Understanding Patient Data said in response (their emphasis):

This incident highlights the critical need for transparency – to ensure that it is clear where data is going and how choices are honoured. It also demonstrates that a trustworthy system must not just say the right things but also do the right things in practice as well: if opt-outs are claimed to be honoured, they absolutely must be. If these standards are not upheld, there has be clear accountability in the system, with sanctions if necessary to demonstrate that these issues are taken seriously, or public confidence will again suffer.

Dr Natalie Banner, who now leads the ‘Understanding Patient Data’ project, tweeted:

Astonishing and appalling failure to uphold patient objections: but what sanctions to ensure providers uphold the standards we expect of them? New opt-out, which is patient-registered rather than GP-registered, *should* be less liable to such errors though.

Mr Harry Evans, from the Kings Fund policy team, said:

We are all agreed on the importance of the public not being surprised by how NHS uses data, so this is just remarkable.

These are fine words, but when will they speak out about the people NHS Digital disregarded in its new ‘digital’ process – a process that Ministers signed off – which separates processing for parents and children? (Not every American policy approach should be replicated in the NHS…)

In a recent explanation for OurNHS, we showed the ‘proxy’ form itself says:

…if your family has children under the age of 13, or if you look after a dependent older relative, then things are even more complicated.
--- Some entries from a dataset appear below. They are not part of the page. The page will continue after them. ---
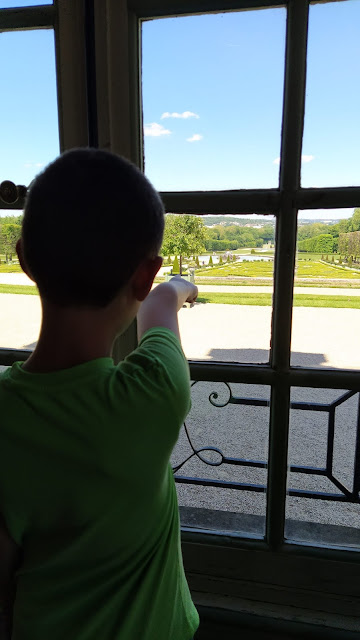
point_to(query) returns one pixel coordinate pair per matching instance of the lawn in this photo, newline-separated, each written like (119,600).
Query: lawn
(21,289)
(321,270)
(245,269)
(10,268)
(305,269)
(265,300)
(253,299)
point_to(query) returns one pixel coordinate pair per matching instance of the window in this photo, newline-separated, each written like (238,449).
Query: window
(272,556)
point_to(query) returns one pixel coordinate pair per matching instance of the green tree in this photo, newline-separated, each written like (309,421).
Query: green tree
(9,235)
(176,268)
(184,235)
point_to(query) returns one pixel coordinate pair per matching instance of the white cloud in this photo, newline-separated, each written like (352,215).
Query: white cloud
(155,130)
(304,158)
(185,115)
(194,138)
(31,165)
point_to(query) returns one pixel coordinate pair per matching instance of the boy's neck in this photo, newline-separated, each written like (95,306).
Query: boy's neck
(70,337)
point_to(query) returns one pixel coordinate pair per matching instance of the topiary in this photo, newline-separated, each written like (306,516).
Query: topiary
(176,267)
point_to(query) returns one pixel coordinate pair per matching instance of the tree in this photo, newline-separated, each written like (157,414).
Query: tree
(184,235)
(176,268)
(9,235)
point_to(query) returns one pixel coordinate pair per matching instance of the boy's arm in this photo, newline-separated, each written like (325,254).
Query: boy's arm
(9,562)
(161,306)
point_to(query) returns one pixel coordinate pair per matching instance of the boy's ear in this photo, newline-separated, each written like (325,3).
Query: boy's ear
(143,277)
(20,255)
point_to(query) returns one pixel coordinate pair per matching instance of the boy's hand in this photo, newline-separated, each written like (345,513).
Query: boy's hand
(184,288)
(160,307)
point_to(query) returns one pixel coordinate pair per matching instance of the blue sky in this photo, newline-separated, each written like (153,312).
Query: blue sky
(212,100)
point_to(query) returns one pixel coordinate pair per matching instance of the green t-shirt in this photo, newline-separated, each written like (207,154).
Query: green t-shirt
(87,491)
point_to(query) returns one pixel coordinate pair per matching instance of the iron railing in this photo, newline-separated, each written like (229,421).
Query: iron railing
(345,494)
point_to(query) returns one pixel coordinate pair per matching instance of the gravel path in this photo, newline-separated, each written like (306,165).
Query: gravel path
(321,337)
(22,278)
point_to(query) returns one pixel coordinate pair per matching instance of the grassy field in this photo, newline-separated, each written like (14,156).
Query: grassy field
(253,299)
(10,268)
(22,289)
(306,269)
(265,300)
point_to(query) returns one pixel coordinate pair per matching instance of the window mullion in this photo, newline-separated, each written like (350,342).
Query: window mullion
(294,97)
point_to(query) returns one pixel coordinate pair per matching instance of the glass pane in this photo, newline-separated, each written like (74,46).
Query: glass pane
(29,140)
(20,310)
(28,108)
(231,259)
(326,315)
(324,480)
(6,4)
(212,100)
(239,434)
(332,130)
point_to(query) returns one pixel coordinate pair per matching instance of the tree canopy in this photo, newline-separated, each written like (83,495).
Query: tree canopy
(9,235)
(184,235)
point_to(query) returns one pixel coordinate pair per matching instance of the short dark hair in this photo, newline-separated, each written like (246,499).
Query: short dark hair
(90,218)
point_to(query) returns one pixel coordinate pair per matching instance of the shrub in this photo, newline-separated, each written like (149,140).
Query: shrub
(176,267)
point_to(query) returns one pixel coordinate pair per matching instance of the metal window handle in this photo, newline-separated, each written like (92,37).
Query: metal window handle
(10,192)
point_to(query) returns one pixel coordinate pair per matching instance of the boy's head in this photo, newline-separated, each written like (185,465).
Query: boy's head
(90,219)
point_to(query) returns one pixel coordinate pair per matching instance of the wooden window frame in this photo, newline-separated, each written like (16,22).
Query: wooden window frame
(273,577)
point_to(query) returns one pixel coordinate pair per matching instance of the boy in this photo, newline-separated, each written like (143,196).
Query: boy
(87,496)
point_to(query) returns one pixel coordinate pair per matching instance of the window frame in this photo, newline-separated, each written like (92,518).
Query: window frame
(230,572)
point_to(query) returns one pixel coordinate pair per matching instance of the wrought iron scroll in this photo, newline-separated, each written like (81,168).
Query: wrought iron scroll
(345,494)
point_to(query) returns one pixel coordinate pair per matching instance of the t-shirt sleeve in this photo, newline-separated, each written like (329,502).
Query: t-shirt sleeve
(157,378)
Rather than giving a simple instruction to your doctor, those who would prefer their children’s data wasn’t sold to third parties for unknown purposes, will be required to send to NHS Digital, by post, four pieces of ID documentation along with a seven-page form. So much for Jeremy Hunt’s much-vaunted commitment to a ‘paperless’ NHS.

Given the significant effect this will have on people far wider than the 150,000 currently affected, you might want to ask (a) Understanding Patient Data, or (b) your MP, what they are doing to ensure the broken process for families making a decision together is fixed.